Slaven also faced the same theft charge until the morning of the trial when the Crown accepted his not guilty plea and then produced him as a prosecution witness against his friend.

Slaven (45) from Kinross, said: “I gave Mr Millar a lift with some scrap. He said he would give me some petrol money and a cut of whatever he sold for scrap.

“I heard them mentioning memorial plaques. I didn’t want them back. I didn’t want anything to do with them. They were in my car after he put them there.”

Graham Stewart (56) was secretary of Milnathort in Bloom when £2500 was spent refurbishing the memorial before it was reopened in July 2013.

He said that the plaques were eventually returned by the police, but they and the stone memorial were so badly damaged that a further £8000 had to be spent on repairs.

Mr Stewart told the court: “The Second World War plaques were so badly damaged they had to be recast and remounted. The total cost was about £8000.”

Millar denied being responsible and blamed Slaven for the theft. He said his friend arrived with the plaques and wanted help to sell them for money to buy legal highs.

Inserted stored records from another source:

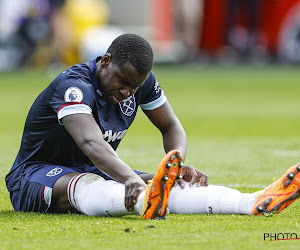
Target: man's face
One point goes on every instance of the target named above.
(117, 84)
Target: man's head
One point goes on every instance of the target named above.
(133, 49)
(124, 68)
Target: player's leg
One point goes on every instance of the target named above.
(280, 194)
(92, 195)
(219, 199)
(211, 199)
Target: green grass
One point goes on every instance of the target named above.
(243, 129)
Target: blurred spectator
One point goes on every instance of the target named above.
(242, 32)
(188, 20)
(23, 24)
(46, 32)
(81, 16)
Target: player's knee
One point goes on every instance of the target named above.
(60, 202)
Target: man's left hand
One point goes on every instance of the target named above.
(193, 175)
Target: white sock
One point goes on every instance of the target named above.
(93, 196)
(210, 199)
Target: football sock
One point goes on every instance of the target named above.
(93, 196)
(211, 199)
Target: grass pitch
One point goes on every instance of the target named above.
(243, 129)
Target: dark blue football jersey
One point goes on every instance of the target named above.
(75, 91)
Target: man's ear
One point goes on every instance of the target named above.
(106, 60)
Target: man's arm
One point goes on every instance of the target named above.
(174, 137)
(88, 136)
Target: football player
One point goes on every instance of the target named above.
(67, 160)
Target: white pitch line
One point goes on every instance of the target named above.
(237, 185)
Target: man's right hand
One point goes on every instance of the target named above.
(133, 188)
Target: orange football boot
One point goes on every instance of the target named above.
(280, 194)
(158, 191)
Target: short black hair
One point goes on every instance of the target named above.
(134, 49)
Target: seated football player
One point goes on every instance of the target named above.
(67, 160)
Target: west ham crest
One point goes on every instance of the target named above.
(128, 106)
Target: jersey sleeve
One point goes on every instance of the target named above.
(152, 96)
(72, 95)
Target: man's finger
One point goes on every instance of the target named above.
(194, 178)
(181, 183)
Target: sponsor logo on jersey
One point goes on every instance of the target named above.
(111, 137)
(128, 106)
(73, 94)
(54, 171)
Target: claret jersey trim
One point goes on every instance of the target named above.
(72, 108)
(73, 94)
(156, 103)
(128, 106)
(111, 137)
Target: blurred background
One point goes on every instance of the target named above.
(55, 33)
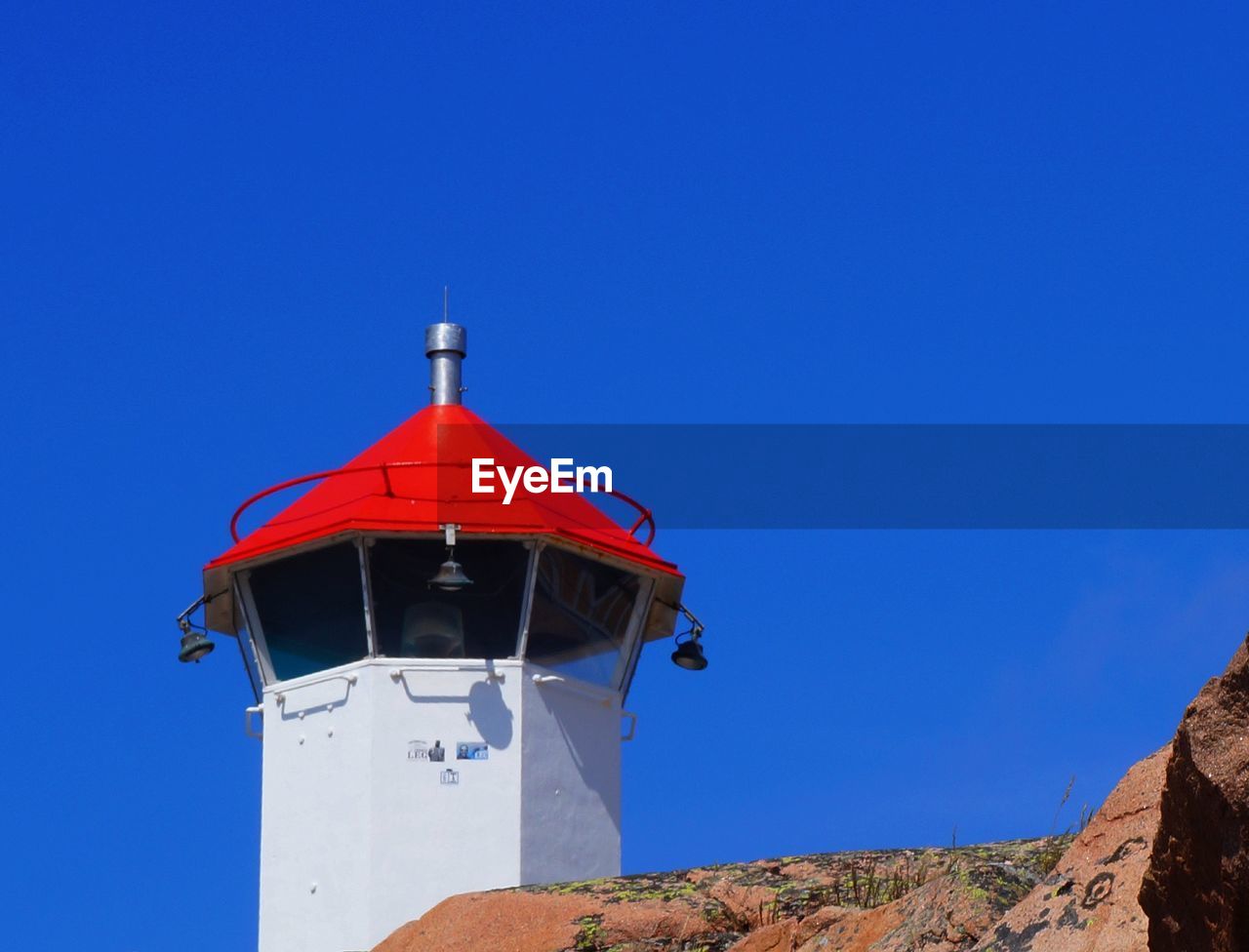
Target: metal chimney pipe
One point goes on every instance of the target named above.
(445, 345)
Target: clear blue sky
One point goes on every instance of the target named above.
(223, 226)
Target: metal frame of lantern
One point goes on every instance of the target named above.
(629, 646)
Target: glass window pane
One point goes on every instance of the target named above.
(311, 610)
(414, 619)
(581, 614)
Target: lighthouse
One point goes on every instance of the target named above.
(440, 672)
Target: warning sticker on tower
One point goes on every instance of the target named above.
(472, 751)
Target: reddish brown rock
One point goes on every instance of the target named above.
(886, 901)
(1196, 888)
(1088, 903)
(1163, 866)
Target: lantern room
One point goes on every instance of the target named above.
(440, 674)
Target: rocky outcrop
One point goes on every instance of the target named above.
(1163, 866)
(1196, 889)
(888, 901)
(1088, 903)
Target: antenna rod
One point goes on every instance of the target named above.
(446, 345)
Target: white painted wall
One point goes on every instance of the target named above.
(359, 837)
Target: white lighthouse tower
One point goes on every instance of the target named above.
(440, 676)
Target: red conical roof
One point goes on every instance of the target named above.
(419, 477)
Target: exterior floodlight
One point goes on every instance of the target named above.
(450, 576)
(195, 645)
(688, 654)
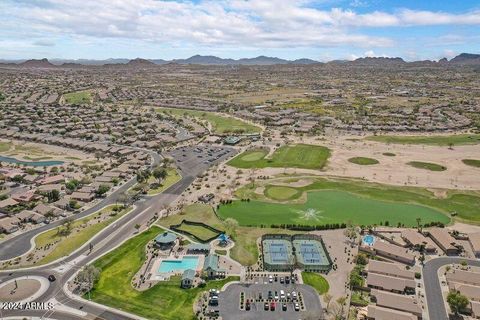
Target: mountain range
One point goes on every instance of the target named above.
(464, 58)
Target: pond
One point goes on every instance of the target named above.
(47, 163)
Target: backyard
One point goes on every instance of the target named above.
(289, 156)
(165, 301)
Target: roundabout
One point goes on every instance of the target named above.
(23, 289)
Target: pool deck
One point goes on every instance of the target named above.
(160, 276)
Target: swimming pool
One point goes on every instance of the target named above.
(369, 240)
(180, 265)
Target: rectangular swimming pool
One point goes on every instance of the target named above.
(180, 265)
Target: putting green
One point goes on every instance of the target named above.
(282, 193)
(327, 207)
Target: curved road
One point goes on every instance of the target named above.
(433, 290)
(106, 240)
(22, 243)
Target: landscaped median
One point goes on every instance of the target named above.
(164, 301)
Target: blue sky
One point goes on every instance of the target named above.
(322, 30)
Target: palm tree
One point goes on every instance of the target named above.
(419, 220)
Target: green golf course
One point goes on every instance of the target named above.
(465, 205)
(291, 156)
(327, 207)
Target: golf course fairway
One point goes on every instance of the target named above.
(327, 207)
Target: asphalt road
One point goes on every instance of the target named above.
(433, 291)
(109, 238)
(21, 244)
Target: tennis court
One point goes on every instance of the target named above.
(278, 252)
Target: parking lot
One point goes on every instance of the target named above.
(269, 301)
(200, 157)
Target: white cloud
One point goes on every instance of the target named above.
(236, 23)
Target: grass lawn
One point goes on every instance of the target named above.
(293, 156)
(472, 162)
(5, 146)
(316, 281)
(221, 252)
(389, 154)
(363, 161)
(199, 232)
(164, 301)
(466, 204)
(439, 140)
(80, 97)
(427, 166)
(327, 207)
(282, 193)
(78, 237)
(220, 123)
(172, 177)
(37, 158)
(245, 250)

Millar told the court he had been a drug addict between the ages of 16 and 41, but was now a born-again Christian working as a landscape gardener.

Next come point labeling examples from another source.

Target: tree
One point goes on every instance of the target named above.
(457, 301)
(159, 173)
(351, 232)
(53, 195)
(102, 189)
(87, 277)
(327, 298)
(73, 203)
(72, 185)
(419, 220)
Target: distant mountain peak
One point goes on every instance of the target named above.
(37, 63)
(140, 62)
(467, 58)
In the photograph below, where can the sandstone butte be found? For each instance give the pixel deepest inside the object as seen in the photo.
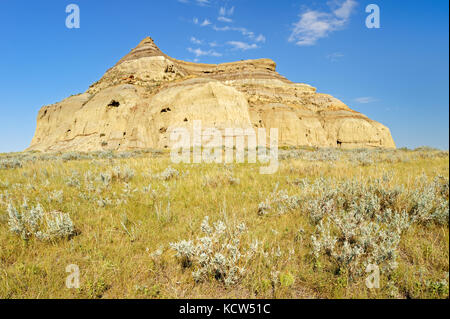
(137, 102)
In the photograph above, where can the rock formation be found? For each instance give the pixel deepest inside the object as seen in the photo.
(134, 105)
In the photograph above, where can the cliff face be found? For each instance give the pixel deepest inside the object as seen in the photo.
(146, 93)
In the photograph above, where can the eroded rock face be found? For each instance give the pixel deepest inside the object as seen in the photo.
(147, 93)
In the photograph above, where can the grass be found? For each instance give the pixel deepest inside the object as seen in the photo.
(122, 246)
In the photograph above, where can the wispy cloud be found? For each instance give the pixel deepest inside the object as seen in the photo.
(224, 19)
(197, 2)
(333, 57)
(238, 45)
(314, 25)
(196, 41)
(199, 52)
(365, 100)
(224, 14)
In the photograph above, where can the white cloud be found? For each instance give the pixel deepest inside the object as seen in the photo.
(198, 2)
(199, 52)
(237, 45)
(260, 38)
(365, 100)
(224, 19)
(196, 41)
(335, 56)
(314, 25)
(205, 23)
(226, 12)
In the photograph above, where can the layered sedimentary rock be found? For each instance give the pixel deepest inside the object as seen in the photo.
(147, 93)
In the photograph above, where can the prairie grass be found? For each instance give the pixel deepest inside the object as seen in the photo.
(144, 227)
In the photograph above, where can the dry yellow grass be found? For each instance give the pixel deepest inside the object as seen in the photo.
(114, 244)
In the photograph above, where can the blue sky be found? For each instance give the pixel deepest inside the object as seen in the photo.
(397, 75)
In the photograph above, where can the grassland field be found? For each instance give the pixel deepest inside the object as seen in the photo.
(139, 226)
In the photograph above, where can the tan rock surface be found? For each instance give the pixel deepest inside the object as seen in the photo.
(136, 103)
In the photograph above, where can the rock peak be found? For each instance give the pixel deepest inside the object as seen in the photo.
(137, 102)
(146, 48)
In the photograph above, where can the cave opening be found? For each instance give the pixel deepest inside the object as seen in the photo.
(114, 103)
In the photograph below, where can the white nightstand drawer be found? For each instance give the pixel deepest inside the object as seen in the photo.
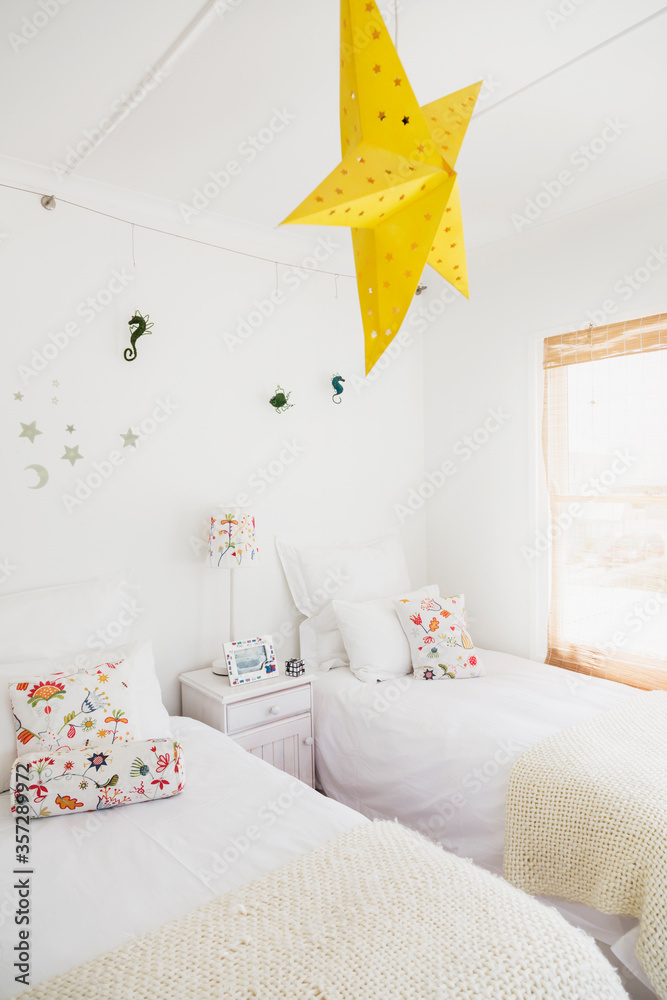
(267, 708)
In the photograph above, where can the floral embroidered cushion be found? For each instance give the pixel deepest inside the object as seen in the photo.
(61, 711)
(440, 644)
(96, 777)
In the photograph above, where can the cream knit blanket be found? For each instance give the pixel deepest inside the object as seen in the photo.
(378, 913)
(587, 820)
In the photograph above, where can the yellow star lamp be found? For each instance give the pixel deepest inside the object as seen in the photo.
(395, 186)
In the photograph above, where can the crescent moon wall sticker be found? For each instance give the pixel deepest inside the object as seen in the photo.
(43, 476)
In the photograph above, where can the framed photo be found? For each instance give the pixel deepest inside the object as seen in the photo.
(250, 659)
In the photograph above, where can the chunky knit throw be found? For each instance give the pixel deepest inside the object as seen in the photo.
(378, 913)
(587, 820)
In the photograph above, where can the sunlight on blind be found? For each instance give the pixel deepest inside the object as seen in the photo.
(605, 448)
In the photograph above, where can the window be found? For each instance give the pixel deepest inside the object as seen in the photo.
(605, 450)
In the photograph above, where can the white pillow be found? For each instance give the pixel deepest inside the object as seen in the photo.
(55, 621)
(376, 644)
(152, 720)
(317, 574)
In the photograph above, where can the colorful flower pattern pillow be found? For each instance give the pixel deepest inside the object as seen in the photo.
(65, 711)
(440, 644)
(96, 777)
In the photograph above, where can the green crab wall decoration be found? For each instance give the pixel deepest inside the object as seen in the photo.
(279, 400)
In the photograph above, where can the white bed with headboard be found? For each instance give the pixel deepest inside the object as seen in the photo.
(108, 884)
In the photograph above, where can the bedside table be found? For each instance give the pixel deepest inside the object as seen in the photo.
(272, 718)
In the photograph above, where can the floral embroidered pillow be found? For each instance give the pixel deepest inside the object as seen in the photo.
(440, 644)
(60, 711)
(96, 777)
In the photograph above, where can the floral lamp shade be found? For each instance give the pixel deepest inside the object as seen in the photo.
(232, 541)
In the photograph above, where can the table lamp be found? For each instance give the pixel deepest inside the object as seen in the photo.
(232, 545)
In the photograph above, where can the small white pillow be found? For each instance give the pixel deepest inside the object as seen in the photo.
(440, 644)
(151, 717)
(317, 574)
(374, 639)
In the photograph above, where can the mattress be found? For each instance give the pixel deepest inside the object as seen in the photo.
(437, 756)
(100, 879)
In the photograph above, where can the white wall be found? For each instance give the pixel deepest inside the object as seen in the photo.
(354, 463)
(486, 353)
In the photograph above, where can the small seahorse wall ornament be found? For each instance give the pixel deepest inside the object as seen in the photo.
(279, 400)
(139, 326)
(337, 383)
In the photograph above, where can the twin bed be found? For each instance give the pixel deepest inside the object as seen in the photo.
(438, 756)
(249, 873)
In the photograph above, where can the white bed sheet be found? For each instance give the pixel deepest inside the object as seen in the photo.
(437, 756)
(102, 878)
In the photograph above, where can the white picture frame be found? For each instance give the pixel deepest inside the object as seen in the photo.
(250, 660)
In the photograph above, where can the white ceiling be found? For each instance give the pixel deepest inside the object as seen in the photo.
(550, 89)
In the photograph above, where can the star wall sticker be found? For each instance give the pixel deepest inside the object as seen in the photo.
(396, 186)
(130, 439)
(30, 431)
(72, 454)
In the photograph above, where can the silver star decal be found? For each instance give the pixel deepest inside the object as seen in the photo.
(72, 454)
(130, 439)
(30, 431)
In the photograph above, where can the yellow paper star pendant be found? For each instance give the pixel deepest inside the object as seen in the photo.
(396, 186)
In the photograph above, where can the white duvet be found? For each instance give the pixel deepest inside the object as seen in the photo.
(437, 755)
(101, 879)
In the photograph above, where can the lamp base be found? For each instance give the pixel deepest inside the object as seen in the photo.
(219, 667)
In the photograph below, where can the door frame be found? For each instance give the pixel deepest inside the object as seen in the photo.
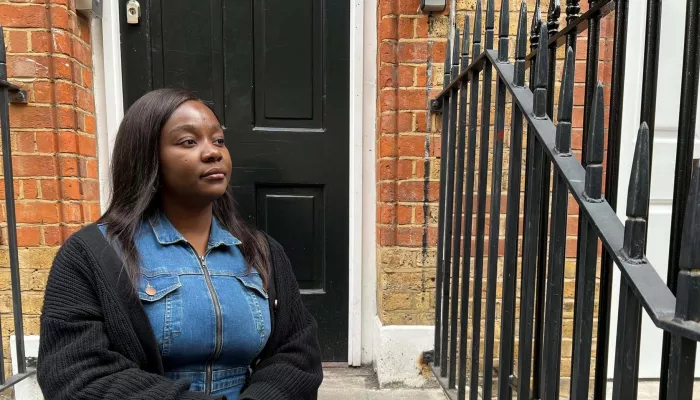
(362, 272)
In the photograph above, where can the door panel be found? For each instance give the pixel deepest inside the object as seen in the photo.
(276, 74)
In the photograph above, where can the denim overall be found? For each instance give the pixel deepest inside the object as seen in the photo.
(210, 316)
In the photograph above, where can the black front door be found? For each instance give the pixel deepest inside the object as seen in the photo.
(276, 72)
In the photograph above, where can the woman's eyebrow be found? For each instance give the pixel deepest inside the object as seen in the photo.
(194, 129)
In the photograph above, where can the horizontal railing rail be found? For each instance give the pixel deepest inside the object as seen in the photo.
(536, 252)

He then said there was no way he would steal plaques from the town’s memorial because his great-grandfather Joseph McMillan - who he is named after - was among the war dead listed on it.

“My great-grandfather’s name is on the war memorial plaque, so it would be stupid of me stealing it. Joe McMillan - I’m named after him. His brothers got killed, my great uncles.

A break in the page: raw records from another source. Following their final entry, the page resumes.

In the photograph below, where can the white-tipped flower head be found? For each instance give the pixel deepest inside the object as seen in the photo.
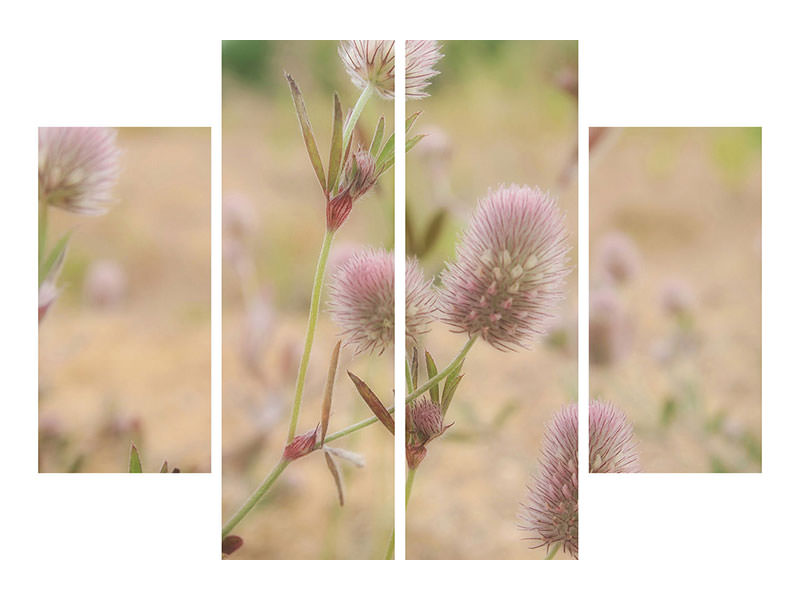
(420, 302)
(362, 300)
(370, 62)
(610, 327)
(619, 258)
(550, 512)
(510, 269)
(612, 448)
(78, 167)
(421, 57)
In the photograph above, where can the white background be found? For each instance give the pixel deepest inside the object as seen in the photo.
(158, 63)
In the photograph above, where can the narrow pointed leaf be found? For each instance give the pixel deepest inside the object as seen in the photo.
(55, 259)
(337, 475)
(415, 368)
(337, 142)
(431, 367)
(328, 397)
(411, 119)
(375, 405)
(433, 231)
(377, 138)
(308, 134)
(410, 143)
(135, 463)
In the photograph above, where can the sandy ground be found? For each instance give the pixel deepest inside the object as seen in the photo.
(691, 201)
(507, 123)
(139, 371)
(265, 161)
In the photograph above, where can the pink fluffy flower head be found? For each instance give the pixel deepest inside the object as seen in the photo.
(420, 302)
(362, 300)
(550, 513)
(510, 269)
(612, 447)
(421, 57)
(78, 167)
(370, 62)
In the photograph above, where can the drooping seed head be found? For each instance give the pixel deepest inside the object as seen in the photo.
(421, 57)
(510, 269)
(370, 62)
(362, 300)
(610, 327)
(78, 167)
(420, 302)
(618, 257)
(612, 447)
(550, 512)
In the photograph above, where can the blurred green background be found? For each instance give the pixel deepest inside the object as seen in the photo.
(275, 214)
(500, 112)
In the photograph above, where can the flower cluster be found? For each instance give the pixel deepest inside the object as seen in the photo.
(510, 269)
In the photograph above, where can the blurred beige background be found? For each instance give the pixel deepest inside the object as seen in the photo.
(690, 200)
(499, 113)
(270, 190)
(137, 369)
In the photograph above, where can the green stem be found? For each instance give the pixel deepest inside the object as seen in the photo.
(552, 553)
(357, 110)
(43, 206)
(444, 372)
(255, 497)
(409, 484)
(313, 313)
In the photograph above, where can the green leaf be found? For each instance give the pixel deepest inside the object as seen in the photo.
(337, 142)
(377, 138)
(327, 399)
(431, 366)
(135, 464)
(55, 259)
(411, 119)
(308, 135)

“Why am I going to desecrate a grave, because that’s what it is?”

Millar (43), of 173b High Street, Kinross, was found guilty of stealing the plaques from the memorial between July 22 and 24, 2013.

Sheriff Valerie Johnston deferred sentence for reports and told Millar: “You have maintained over two years that you did not steal these plaques, but that is because you recognise the horror people would feel over your actions. You used the word desecration yourself.”

The bronze plaques were created as part of a restoration totaling £13,000 and had been designed to be theft resistant. They were stolen from the stone structure within hours of protective fencing being removed.

At the time Graeme Stewart said: “When I saw what they had done I was so angry I couldn’t speak. It’s a desecration of the memory of these people who died for us.

“It’s obviously happened just after we completed the refurbishment, because the steel fence set up to protect it only just came down.

“This particular part of the project cost £13,000, which was for grouting, pointing, resetting the base stones, cleaning and polishing the plaques and replacing a damaged section of the monument.

“They were screwed in and welded on so that they couldn’t be stolen, but it looks like they’ve been wrenched off with a crowbar. The obvious conclusion is that they’ve done it to sell them for scrap. It is absolutely sickening.”